Basic Puppy Training Timeline
When do you start teaching your dog different signals? When should housetraining begin? You can follow this puppy training schedule.
7-8 Weeks Old
Basic cues (Sit down, stay, and come)
As early as seven weeks, you can begin basic cues:
- Once, say a command such as “sit”.
- Treats can be used to get your dog in a sitting posture.
- When your dog is sitting down, reward him with a treat and praise.
At this age, you can begin leash training inside. It is not safe for puppies to walk around other dogs at this age, as they haven’t had their vaccinations.
Begin by having them wear their collar/harness only for short periods of time, while you provide treats. Slowly increase the duration. You can start walking around the house on a leash without distractions once your dog has learned to come back to you. Once your puppy is fully vaccinated, you can start training them outside.

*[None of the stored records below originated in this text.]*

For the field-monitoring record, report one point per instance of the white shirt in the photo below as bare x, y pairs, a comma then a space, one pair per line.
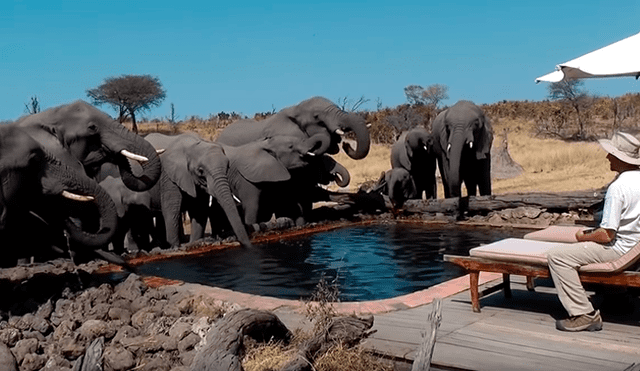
622, 210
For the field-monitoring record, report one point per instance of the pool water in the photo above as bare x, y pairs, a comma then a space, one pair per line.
370, 262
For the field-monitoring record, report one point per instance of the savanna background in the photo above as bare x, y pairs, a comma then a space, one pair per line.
554, 141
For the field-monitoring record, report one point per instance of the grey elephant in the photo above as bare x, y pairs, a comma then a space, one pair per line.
262, 174
294, 198
80, 135
194, 173
414, 152
315, 116
39, 192
136, 228
462, 141
399, 186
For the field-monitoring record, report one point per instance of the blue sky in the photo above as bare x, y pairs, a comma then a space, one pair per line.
254, 56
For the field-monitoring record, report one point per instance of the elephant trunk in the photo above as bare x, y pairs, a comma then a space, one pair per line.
357, 124
341, 175
107, 217
118, 139
338, 121
218, 187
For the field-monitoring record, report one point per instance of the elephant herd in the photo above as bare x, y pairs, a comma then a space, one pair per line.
459, 143
74, 180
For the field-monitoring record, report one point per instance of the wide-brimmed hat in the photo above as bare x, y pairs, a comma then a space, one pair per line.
624, 146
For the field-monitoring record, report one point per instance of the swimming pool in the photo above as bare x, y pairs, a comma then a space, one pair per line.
371, 262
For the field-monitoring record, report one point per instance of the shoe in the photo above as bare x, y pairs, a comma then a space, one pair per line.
589, 322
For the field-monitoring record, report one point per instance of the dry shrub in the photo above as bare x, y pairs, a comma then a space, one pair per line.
272, 356
340, 358
319, 308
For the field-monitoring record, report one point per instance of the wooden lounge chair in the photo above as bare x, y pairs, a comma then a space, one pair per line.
527, 257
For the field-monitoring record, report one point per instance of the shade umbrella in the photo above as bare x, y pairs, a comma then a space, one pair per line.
619, 59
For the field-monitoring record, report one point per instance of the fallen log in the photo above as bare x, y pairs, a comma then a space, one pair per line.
224, 343
345, 330
561, 201
224, 348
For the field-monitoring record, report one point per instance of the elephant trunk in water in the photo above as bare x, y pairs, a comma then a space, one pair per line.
340, 175
77, 183
218, 187
118, 139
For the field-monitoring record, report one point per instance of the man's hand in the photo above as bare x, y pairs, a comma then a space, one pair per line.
599, 235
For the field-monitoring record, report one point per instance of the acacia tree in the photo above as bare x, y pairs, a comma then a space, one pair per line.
33, 106
432, 95
571, 92
128, 94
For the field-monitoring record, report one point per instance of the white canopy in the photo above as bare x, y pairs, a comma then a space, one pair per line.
621, 58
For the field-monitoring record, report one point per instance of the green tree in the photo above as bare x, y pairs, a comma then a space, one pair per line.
33, 106
571, 92
129, 94
432, 95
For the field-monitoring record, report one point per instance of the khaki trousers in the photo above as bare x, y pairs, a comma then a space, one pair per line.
564, 261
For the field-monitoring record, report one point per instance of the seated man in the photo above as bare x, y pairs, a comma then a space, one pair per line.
618, 232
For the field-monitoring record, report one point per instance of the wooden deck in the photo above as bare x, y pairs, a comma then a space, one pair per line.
510, 334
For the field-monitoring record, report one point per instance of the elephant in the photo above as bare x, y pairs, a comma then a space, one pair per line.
462, 142
400, 186
414, 152
39, 192
265, 174
136, 228
314, 116
193, 172
81, 136
295, 198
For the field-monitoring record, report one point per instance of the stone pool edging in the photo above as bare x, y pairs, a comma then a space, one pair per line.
407, 301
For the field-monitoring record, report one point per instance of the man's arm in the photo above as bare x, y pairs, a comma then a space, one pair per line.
599, 235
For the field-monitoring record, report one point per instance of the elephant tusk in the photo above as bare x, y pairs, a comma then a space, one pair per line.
133, 156
75, 197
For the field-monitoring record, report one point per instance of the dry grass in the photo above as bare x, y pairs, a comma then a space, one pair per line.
550, 165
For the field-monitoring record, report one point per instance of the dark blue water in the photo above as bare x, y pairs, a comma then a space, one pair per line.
371, 262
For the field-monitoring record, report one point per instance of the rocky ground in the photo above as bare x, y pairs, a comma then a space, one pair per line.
59, 316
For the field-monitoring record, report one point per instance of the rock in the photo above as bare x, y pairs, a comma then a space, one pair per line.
32, 362
10, 336
117, 358
188, 342
120, 314
7, 360
45, 310
133, 287
180, 329
143, 318
70, 348
93, 329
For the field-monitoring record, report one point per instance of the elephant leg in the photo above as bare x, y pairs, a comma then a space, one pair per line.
171, 201
198, 213
484, 176
443, 176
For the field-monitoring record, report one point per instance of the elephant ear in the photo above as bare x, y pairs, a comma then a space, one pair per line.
256, 164
486, 139
175, 165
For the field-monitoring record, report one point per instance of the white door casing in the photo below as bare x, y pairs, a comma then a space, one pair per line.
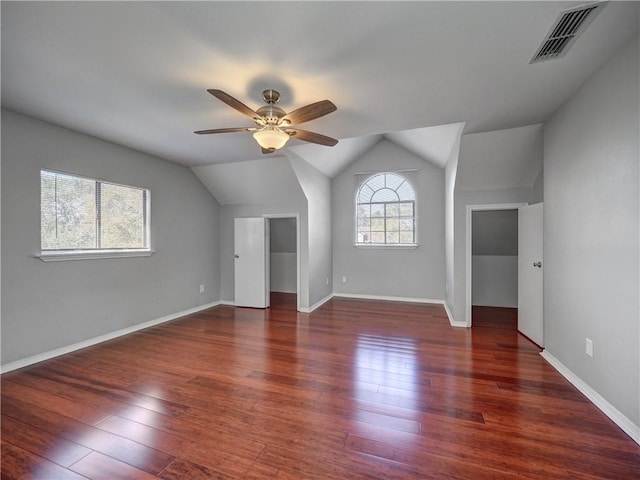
251, 257
530, 276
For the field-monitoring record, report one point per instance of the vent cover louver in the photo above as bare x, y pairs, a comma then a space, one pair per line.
569, 25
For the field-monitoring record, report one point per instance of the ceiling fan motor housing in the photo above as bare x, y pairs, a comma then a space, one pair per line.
271, 114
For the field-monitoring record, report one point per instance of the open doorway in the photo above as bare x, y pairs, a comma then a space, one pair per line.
284, 261
492, 264
494, 269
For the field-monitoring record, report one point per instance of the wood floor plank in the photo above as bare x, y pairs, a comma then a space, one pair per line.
19, 464
358, 389
42, 443
97, 466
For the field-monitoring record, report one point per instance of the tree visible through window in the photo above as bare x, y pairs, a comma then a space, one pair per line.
79, 214
385, 211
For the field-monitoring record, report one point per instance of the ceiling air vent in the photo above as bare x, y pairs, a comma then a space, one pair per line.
569, 25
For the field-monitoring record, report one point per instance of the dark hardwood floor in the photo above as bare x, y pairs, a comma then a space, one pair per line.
358, 389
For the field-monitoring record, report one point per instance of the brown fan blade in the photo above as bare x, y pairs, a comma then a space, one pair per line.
233, 103
312, 137
309, 112
225, 130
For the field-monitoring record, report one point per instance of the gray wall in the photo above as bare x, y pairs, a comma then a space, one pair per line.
46, 306
283, 235
411, 273
502, 156
450, 172
494, 242
317, 190
283, 266
591, 239
229, 212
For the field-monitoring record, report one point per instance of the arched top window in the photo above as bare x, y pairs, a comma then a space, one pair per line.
385, 211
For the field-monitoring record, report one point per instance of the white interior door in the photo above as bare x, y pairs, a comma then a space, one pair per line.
530, 288
251, 247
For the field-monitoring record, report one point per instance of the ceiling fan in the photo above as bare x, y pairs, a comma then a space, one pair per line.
274, 126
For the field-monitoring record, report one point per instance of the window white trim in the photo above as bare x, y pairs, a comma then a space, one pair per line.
59, 256
386, 246
53, 255
366, 177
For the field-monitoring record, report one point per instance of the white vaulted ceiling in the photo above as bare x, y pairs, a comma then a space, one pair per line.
136, 73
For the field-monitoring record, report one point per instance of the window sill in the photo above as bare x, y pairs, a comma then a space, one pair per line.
64, 256
374, 246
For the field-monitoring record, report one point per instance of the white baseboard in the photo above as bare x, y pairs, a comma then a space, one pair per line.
317, 304
25, 362
609, 410
405, 299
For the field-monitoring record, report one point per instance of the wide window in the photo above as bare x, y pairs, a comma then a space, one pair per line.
79, 214
385, 211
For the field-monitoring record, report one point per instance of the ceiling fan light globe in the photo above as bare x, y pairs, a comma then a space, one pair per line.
271, 138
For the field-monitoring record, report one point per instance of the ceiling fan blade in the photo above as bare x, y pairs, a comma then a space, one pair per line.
225, 130
309, 112
312, 137
233, 103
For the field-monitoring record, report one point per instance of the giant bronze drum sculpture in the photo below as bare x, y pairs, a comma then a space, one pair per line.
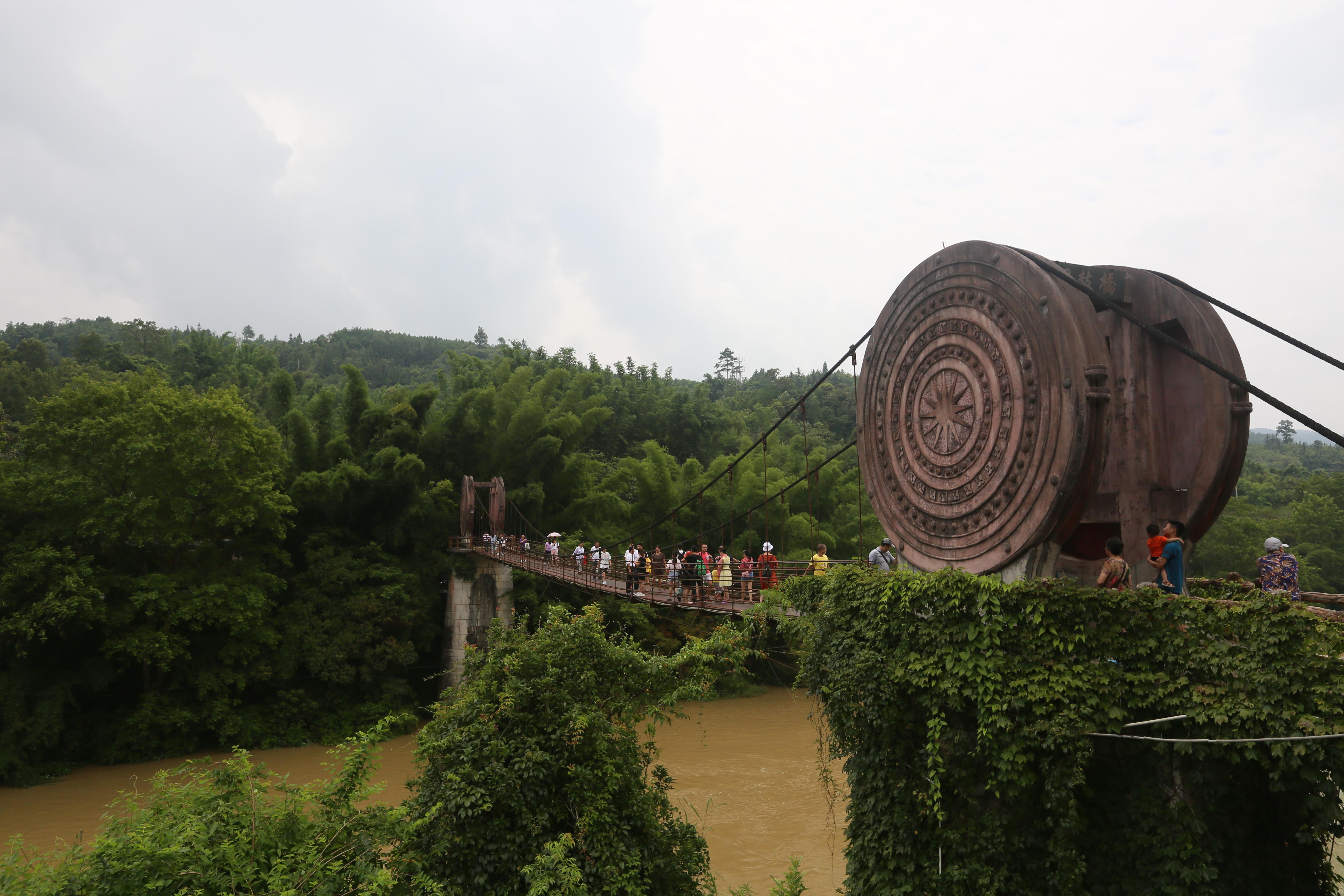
1006, 424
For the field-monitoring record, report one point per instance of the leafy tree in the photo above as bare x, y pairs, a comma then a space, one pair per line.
728, 366
33, 354
542, 741
142, 547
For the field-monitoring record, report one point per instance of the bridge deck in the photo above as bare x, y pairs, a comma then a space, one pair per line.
659, 592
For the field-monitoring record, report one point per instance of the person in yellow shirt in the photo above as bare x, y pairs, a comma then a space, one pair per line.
820, 562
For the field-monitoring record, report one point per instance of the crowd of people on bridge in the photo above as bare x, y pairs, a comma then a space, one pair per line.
700, 574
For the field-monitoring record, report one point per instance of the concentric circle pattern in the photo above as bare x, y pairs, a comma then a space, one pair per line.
959, 441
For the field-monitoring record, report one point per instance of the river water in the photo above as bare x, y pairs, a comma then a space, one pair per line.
746, 773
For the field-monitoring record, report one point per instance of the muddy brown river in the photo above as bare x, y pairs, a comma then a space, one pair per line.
745, 769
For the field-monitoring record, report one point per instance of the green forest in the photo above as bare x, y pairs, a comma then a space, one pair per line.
216, 539
233, 539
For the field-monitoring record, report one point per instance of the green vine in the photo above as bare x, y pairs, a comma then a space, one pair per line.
962, 708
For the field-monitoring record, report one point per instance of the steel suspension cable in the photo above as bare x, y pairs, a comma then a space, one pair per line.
858, 469
1246, 318
765, 481
781, 492
764, 436
1052, 268
807, 472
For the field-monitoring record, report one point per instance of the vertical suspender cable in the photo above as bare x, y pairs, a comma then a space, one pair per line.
858, 468
730, 514
765, 480
807, 472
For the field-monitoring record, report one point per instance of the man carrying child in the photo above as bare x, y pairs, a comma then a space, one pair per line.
1170, 561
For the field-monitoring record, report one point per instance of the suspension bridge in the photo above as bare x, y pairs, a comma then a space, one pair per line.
1013, 416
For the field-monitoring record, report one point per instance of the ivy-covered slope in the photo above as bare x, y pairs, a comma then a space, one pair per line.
960, 707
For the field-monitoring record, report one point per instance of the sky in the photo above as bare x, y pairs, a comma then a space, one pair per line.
663, 181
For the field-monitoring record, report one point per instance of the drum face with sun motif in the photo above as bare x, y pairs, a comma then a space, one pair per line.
983, 409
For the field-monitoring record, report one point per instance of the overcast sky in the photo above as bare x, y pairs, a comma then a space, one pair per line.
663, 179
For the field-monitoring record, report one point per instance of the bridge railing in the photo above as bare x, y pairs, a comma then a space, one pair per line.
654, 582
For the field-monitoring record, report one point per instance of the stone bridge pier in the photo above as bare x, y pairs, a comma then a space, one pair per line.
472, 604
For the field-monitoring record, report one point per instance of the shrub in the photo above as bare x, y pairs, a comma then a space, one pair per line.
962, 708
537, 763
233, 828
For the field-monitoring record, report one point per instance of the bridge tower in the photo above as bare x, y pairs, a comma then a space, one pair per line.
475, 601
1008, 422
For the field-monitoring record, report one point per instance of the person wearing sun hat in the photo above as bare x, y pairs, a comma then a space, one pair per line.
1279, 570
768, 566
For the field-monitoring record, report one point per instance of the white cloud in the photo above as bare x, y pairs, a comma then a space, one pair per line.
607, 174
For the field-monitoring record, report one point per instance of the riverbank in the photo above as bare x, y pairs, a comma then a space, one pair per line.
745, 769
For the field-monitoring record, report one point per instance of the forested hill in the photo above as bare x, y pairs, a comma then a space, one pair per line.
209, 539
384, 357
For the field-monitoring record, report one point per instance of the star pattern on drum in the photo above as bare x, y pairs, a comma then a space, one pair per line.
947, 412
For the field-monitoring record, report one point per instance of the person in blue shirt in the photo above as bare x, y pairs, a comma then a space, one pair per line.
1172, 559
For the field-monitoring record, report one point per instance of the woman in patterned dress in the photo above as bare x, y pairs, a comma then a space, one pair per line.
1115, 573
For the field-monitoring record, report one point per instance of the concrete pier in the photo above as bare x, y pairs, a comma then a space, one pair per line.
472, 604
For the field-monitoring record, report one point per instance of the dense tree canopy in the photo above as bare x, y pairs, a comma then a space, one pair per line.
226, 539
222, 541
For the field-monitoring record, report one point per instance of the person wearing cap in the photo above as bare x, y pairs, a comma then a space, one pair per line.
881, 557
1172, 559
1279, 570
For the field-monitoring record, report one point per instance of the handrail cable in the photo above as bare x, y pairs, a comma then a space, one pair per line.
764, 436
1052, 268
781, 492
1211, 741
1249, 319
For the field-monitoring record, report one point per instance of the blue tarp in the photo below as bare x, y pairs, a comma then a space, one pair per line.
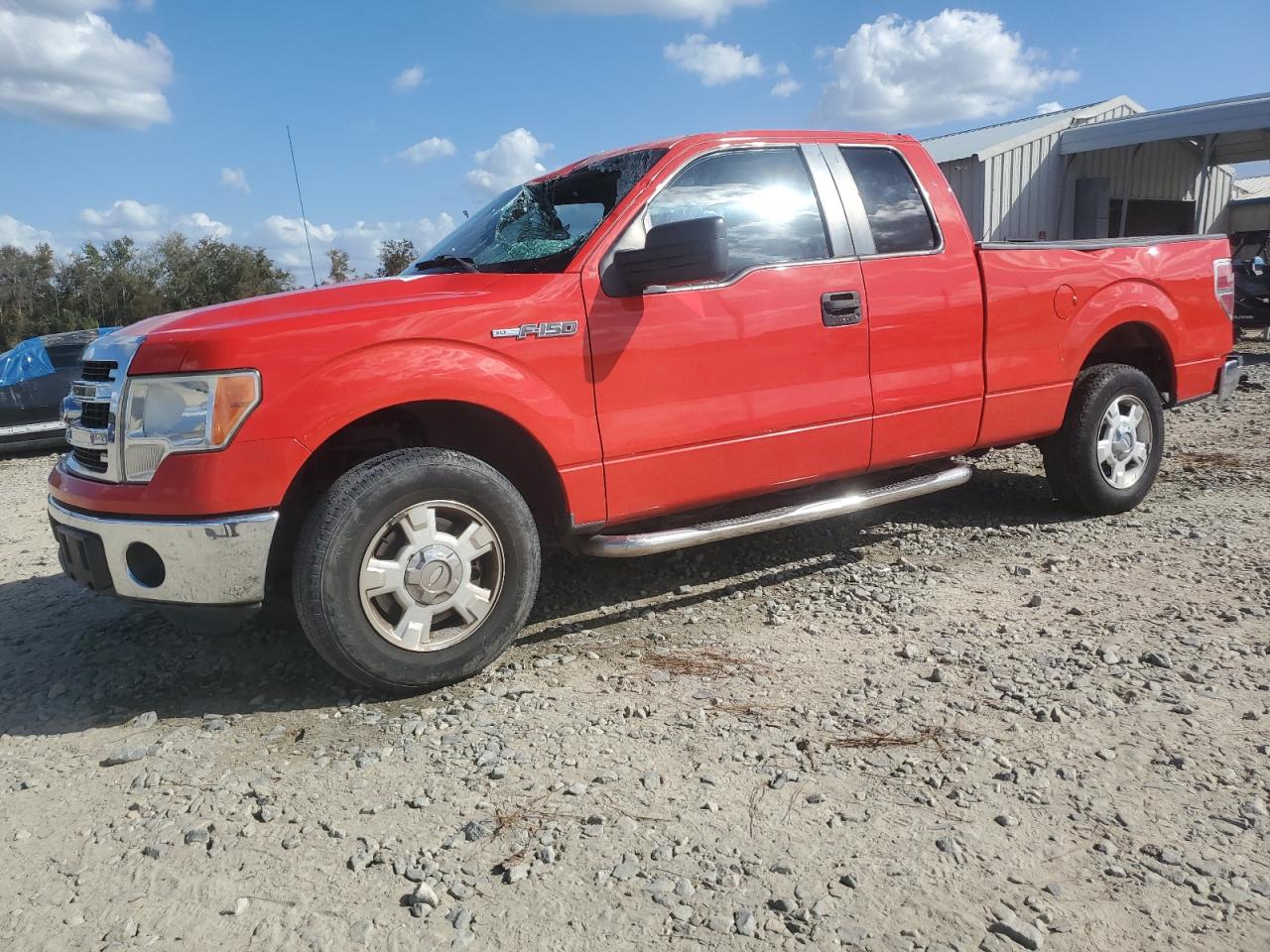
28, 361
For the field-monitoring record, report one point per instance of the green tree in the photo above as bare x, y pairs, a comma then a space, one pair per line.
395, 254
116, 282
340, 268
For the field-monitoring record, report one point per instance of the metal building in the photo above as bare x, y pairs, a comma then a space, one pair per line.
1034, 179
1250, 206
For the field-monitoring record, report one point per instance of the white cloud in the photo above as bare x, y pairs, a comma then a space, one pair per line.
714, 62
282, 230
708, 12
285, 240
408, 79
956, 64
146, 222
427, 150
141, 222
235, 179
26, 236
60, 61
513, 159
202, 225
785, 84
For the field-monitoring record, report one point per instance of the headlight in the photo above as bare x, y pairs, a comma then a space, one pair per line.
183, 414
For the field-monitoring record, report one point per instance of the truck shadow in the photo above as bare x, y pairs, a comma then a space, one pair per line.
71, 660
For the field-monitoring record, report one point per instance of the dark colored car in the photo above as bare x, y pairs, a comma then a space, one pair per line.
35, 377
1250, 253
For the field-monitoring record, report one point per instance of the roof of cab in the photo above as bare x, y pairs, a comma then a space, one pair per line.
726, 137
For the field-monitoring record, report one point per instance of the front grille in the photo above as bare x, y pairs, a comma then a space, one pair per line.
98, 371
95, 414
90, 460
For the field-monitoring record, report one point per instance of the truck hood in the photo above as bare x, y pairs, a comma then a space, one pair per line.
365, 311
313, 303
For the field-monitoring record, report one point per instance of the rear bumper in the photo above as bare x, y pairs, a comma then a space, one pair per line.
217, 561
1228, 377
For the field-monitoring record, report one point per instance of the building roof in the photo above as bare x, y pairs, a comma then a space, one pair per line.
1251, 189
1239, 130
988, 141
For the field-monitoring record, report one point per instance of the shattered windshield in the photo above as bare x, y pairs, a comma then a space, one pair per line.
540, 226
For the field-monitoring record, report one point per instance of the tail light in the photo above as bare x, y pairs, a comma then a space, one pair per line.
1223, 285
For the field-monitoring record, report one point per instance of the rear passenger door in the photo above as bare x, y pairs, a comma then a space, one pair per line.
746, 385
925, 304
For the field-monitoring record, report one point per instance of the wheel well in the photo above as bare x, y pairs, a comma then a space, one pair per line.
1138, 345
444, 424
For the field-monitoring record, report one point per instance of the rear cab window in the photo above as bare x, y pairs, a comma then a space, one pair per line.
897, 212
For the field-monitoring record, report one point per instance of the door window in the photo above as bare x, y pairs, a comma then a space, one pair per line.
765, 197
897, 213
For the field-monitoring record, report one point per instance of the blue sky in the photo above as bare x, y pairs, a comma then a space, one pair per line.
144, 117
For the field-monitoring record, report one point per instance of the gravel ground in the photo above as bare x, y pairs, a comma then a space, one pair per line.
971, 721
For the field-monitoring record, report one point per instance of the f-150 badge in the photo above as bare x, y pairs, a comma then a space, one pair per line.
548, 329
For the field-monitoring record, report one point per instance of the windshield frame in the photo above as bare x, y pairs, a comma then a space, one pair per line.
534, 206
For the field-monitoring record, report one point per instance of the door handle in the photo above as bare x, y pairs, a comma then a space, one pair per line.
841, 308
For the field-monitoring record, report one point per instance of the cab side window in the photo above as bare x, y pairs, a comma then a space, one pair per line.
766, 200
897, 213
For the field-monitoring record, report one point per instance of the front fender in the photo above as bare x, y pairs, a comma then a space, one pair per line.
391, 373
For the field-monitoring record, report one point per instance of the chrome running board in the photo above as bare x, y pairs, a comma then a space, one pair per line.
853, 502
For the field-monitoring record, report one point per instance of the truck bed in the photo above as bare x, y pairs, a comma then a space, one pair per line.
1048, 304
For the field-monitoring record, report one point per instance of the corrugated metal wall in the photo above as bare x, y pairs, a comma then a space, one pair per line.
1025, 188
1023, 194
1167, 171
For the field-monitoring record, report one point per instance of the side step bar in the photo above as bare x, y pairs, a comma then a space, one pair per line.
670, 539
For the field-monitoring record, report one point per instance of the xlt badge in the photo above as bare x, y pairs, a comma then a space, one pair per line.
548, 329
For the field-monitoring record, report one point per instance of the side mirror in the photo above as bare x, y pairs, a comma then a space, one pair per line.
676, 253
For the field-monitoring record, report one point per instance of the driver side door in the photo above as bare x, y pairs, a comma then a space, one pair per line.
752, 384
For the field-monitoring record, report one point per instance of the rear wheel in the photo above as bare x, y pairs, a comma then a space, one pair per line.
1107, 453
416, 570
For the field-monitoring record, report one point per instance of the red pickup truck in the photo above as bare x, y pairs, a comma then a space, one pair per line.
797, 324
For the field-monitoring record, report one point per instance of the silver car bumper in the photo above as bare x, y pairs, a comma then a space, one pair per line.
1229, 377
189, 561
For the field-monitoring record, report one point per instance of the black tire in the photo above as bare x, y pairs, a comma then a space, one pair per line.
335, 536
1071, 456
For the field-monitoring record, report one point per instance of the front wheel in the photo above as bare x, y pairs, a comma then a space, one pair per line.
416, 570
1107, 453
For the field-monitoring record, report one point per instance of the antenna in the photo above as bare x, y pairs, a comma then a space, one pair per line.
304, 218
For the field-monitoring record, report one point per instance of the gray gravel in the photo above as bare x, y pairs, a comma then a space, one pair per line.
969, 722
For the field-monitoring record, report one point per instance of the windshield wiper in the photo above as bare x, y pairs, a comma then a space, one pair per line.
452, 261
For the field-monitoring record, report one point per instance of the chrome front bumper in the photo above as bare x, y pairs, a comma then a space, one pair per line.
1229, 376
189, 561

Your puppy should be used to touching. Rub their paws and ears gently while you reward them. It will help them get used to being touched in those places, making veterinary appointments and nail trimmings easier when older.
8-10 Weeks Old
You want your puppy to see his crate in a positive light. Bring them into their crate at 10-minute intervals when they’re calm. Reward your dog for staying in the crate. To create an environment that is positive, you can feed the dog in his crate.
10-12 Weeks Old
Learn Not to Bites
At this age, puppies become more mouthy. should teach your puppy not to bite you on the ankles or hands. If they begin to bite at you, direct them towards a better object, like a toy.
12-16 Weeks Old
It is essential to maintain a routine for toilet training. Take your puppy outside first thing in the morning, right after you eat, as well as after naps and playtime. By this time, they should have enough bladder control that will allow them to be able to hold the urine. Treat your dog every time he goes to the toilet outside.
Six Months old
By this time, puppies are in the stage of adolescence. This is when it’s the hardest to begin training. It is therefore important to begin training your puppy as soon as you can! You will now continue to train them in distracting and more public settings, such as dog parks.